Long wait to mourn loved ones
ORGANISING and arranging for a family member’s burial is an agonising, emotionally draining process. In the week leading up to the burial, family members have to cater for people visiting to comfort the family. In the spirit of (mutual respect), neighbours, church members, friends and members of the community are served tea and cake, or whatever it is the bereaved family can afford.
If that one week period is extended to two weeks or more, due to no fault of the relatives concerned, who is to carry the costs? Granted, extended family members, friends and neighbours usually band together to donate items to keep the family going through the few days leading up to the funeral. But if this extends to two or three weeks, it leaves an air of uncertainty and will be costly.
Then there are family members who have to put in some leave at work so they can travel for the funeral, or even transport their loved ones’ bodies to other parts of the country for burial. But the forensic pathology officers’ strike has left many in limbo, not knowing when their family members’ bodies will be released.
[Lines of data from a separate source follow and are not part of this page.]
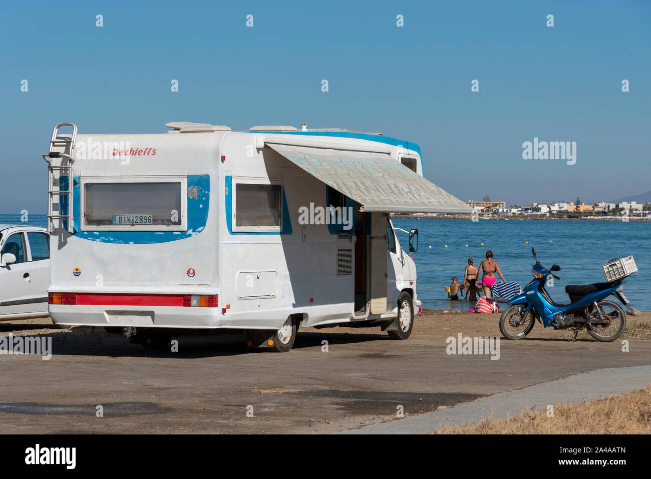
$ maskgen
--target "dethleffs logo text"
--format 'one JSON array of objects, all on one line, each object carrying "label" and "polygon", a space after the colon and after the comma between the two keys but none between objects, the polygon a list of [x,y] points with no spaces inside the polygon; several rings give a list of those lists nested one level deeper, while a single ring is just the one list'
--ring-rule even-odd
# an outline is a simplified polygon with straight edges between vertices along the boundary
[{"label": "dethleffs logo text", "polygon": [[98,141],[88,137],[85,141],[75,142],[76,159],[120,159],[121,165],[128,165],[132,156],[152,156],[155,148],[132,148],[130,141]]},{"label": "dethleffs logo text", "polygon": [[155,155],[156,154],[156,149],[155,148],[129,148],[128,150],[120,150],[118,148],[115,148],[113,150],[113,156],[118,157],[125,157],[125,156],[148,156],[149,155]]}]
They can’t plan and their “family responsibility leave” days will be exhausted before they even lay their loved ones to rest. Daily, they sit outside various pathology centres just hoping that postmortems will be performed on their loved ones’ bodies so they can take them home for burial.
But until the Department of Health steps up and sorts out this issue, grieving families will suffer, unable to mourn their loved ones in dignity. The officers insist they are not on strike and that they have merely stopped doing duties for which they are not paid, like performing autopsies.
If that is true, then their strike action is justified. In these tough economic times, it is unfair to expect people to work for free. We can only hope that the talks between the union and the department yield some positive results as soon as possible for the sake of the bereaved families.